Good morning! What’s happening for you today? I’m on the other side of this sick, thank goodness, still soothing a raw nose but able to breathe relatively normally again. Outside the weather’s warm like breath, and standing at my front door, I watch as a fat crow lands in the front yard and hops around, poking into the grass for something tasty. I imagine sitting on the stoop, having hir hop up over to me, getting to rest my hand on hir feathers, getting to heft hir weight. Ze goes the other way, though, through a break in the white plastic-picket fence and onto the sidewalk. I come back inside.
Here’s something I put into the grant application I sent off last night:
As an incested erotic writer and creator of genre-defying creative nonfiction, I am also a performer and writer-facilitator of writing workshops wherein participants create new work at every meeting; each workshop session is a surprising, experiential, transformative art process.
I like getting to use this language, this academic-grant-y language. It lets me set my eyes to a different sort of truth than I usually name around the workshops. It lets me set something else into possibility, I think. Also, I think it’s true.
I get to hang outwith Jianda Monique on her Lesbian Relationships podcast (on BlogTalkRadio) here in just a few hours now! 3pm pst/4pm mst (that’s as far as we’ve gotten with the time zone conversion) — I’m looking forward to chatting with her about the workshops, about transformative writing, about the possibilities for sexual healing, and whatever else she comes up with!
This morning I’ve been working on my presentation for the workshop I’ll offer at the Transformative Language Arts Network‘s annual Power of Words conference next week, “Reclaiming the Erotic Story: The Liberatory Potential of Writing Desire”. (As a side note: I kind of like that title!

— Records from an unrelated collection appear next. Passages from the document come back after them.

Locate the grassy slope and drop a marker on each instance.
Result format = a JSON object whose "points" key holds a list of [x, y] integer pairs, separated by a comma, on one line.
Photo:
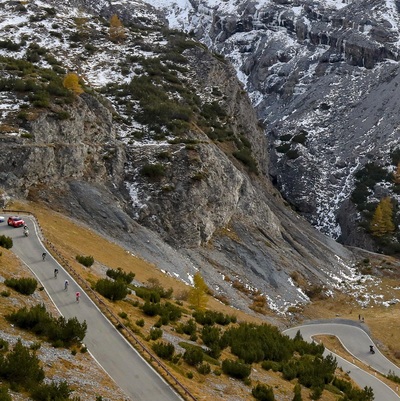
{"points": [[76, 239]]}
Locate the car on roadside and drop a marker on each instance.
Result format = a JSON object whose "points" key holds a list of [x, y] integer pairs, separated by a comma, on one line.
{"points": [[15, 221]]}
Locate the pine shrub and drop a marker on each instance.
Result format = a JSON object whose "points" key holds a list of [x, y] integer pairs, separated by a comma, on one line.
{"points": [[25, 286], [263, 392], [6, 242], [113, 290], [164, 350], [85, 260], [236, 369]]}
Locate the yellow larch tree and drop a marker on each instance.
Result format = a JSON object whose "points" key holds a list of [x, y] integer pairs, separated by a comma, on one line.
{"points": [[382, 220], [396, 175], [198, 293]]}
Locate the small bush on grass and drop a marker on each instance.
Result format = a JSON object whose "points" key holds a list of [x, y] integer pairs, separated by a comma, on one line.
{"points": [[155, 333], [193, 356], [4, 395], [263, 393], [86, 261], [164, 350], [6, 242], [25, 286], [204, 369], [113, 290], [52, 391], [119, 274], [188, 328], [236, 369]]}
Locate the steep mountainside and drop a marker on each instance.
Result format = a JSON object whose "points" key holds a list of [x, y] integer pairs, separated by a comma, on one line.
{"points": [[162, 151], [323, 76]]}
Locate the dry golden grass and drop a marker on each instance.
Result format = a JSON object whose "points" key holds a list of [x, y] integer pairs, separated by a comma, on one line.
{"points": [[60, 367], [332, 343], [76, 239]]}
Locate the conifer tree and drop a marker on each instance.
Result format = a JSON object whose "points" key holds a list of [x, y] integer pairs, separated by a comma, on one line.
{"points": [[396, 175], [117, 30], [297, 393], [71, 82], [198, 294], [382, 220]]}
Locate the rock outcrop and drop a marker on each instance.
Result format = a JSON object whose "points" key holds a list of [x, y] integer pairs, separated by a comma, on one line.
{"points": [[323, 78], [205, 208]]}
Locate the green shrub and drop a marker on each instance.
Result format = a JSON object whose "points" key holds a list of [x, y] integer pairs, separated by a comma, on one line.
{"points": [[164, 350], [210, 335], [204, 369], [151, 309], [21, 368], [188, 328], [211, 317], [51, 391], [271, 365], [4, 395], [193, 356], [85, 260], [236, 369], [40, 322], [3, 345], [263, 393], [148, 294], [119, 274], [25, 286], [113, 290], [155, 333], [6, 242]]}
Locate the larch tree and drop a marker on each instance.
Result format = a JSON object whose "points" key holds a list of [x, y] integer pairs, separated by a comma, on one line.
{"points": [[71, 82], [396, 175], [198, 294], [382, 220], [117, 31]]}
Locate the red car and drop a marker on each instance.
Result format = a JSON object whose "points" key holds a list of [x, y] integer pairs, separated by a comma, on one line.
{"points": [[15, 221]]}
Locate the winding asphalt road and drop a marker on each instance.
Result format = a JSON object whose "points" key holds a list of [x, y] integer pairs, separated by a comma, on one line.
{"points": [[117, 357], [357, 342]]}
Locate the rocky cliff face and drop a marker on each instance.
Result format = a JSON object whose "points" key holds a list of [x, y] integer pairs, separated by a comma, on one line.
{"points": [[323, 78], [190, 194]]}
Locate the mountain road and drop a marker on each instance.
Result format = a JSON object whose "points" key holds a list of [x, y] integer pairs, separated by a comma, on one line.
{"points": [[111, 350], [356, 341]]}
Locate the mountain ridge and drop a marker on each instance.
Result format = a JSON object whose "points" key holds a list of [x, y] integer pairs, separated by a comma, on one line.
{"points": [[163, 153]]}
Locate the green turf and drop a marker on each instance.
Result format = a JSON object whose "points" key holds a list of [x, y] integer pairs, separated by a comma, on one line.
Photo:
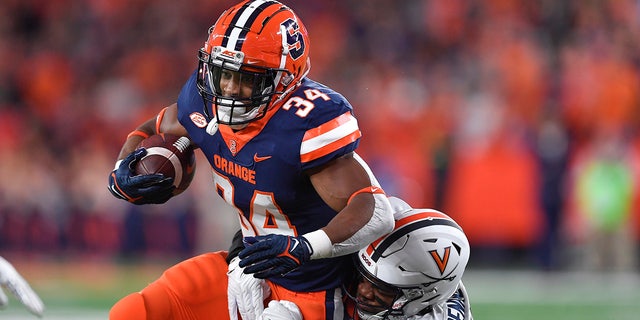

I don’t at all remember creating it… whew.)
Here’s some of what I’ve said before about erotic writing as transformative practice, in an essay I often hand out at erotic writing retreats:
What happens when we all have a wider access to erotic language and sexual expression – when the full breadth of our erotic power can challenge the mainstream Western sexual conversation which is both so puritan and so hyper-sexual? When we try our hand at some explicit writing, and discuss what it means to engage more critically and imaginatively with the messages we all have received (both directly and indirectly) about such things as sexual identity, body image, sexual desire, sexual practice, and more, we can reconsider what we’ve been taught about desire and language and dive fully into the much greater possibilities of and through each.
There’s a Dorothy Allison quote I like to pass out to new erotic writers, in which she describes the importance of learning to write sex:If I hadn’t learned to write about sex, and particularly to write about my own sexual desires, I don’t think I would have survived. I think the guilt, the terror I grew up with was so extraordinarily powerful that if I had not written my way out of it, I’d be dead …And I think it’s vital [to write about], aside from whether it ever becomes good fiction, particularly for women with transgressive sexuality…[or] people who in any way feel their sexuality cannot be expressed. Writing can be a way to find a way to be real and sane in the world, even if it feels a little crazy while you’re doing it. (From The Joy of Writing About Sex, by Elizabeth Benedict)
People sometimes still, I think, may take erotic writing to be frivolous work, but in my experience, this writing is where some wholly deep transformations occur, and where enormous risks are taken.
[…] Erotic writing is and is not just about writing about sex. It also can be about expanding one’s own possibility through language. For me, erotic writing has created internal space for previously unexpressed desire, wish, need – which has not been confined to the sexual realm.
That last there is where the liberatory potential resides (liberation: when something or someone is released or made free; the state of not being in confinement or servitude): how we can liberate ourselves and one another into a much greater erotic/sexual complexity than our current American society prefers/allows, and how that liberation creates the ripple effects for more and more erotic desire to permeate the rest of our lives…
More about this as we get closer to the conference. And hey! Registration is still open! If you’re near (or want to be near) Plainfield, Vermont, next week, and you do or want to do work around/with writing/storytelling/song/theater/words as change agents/transformative practices for individuals, communities, societies — it’d be so amazing to be with you at the Power of Words conference. Will you think about it? Maybe pass the word to friends you’ve got in New England?
(Note that I still don’t know where I’m staying — maybe we’ll all rent a hotel room together!)
Thanks for your fierce gentleness with yourself today, at least that one time when you looked in the mirror. Thanks for your words, always.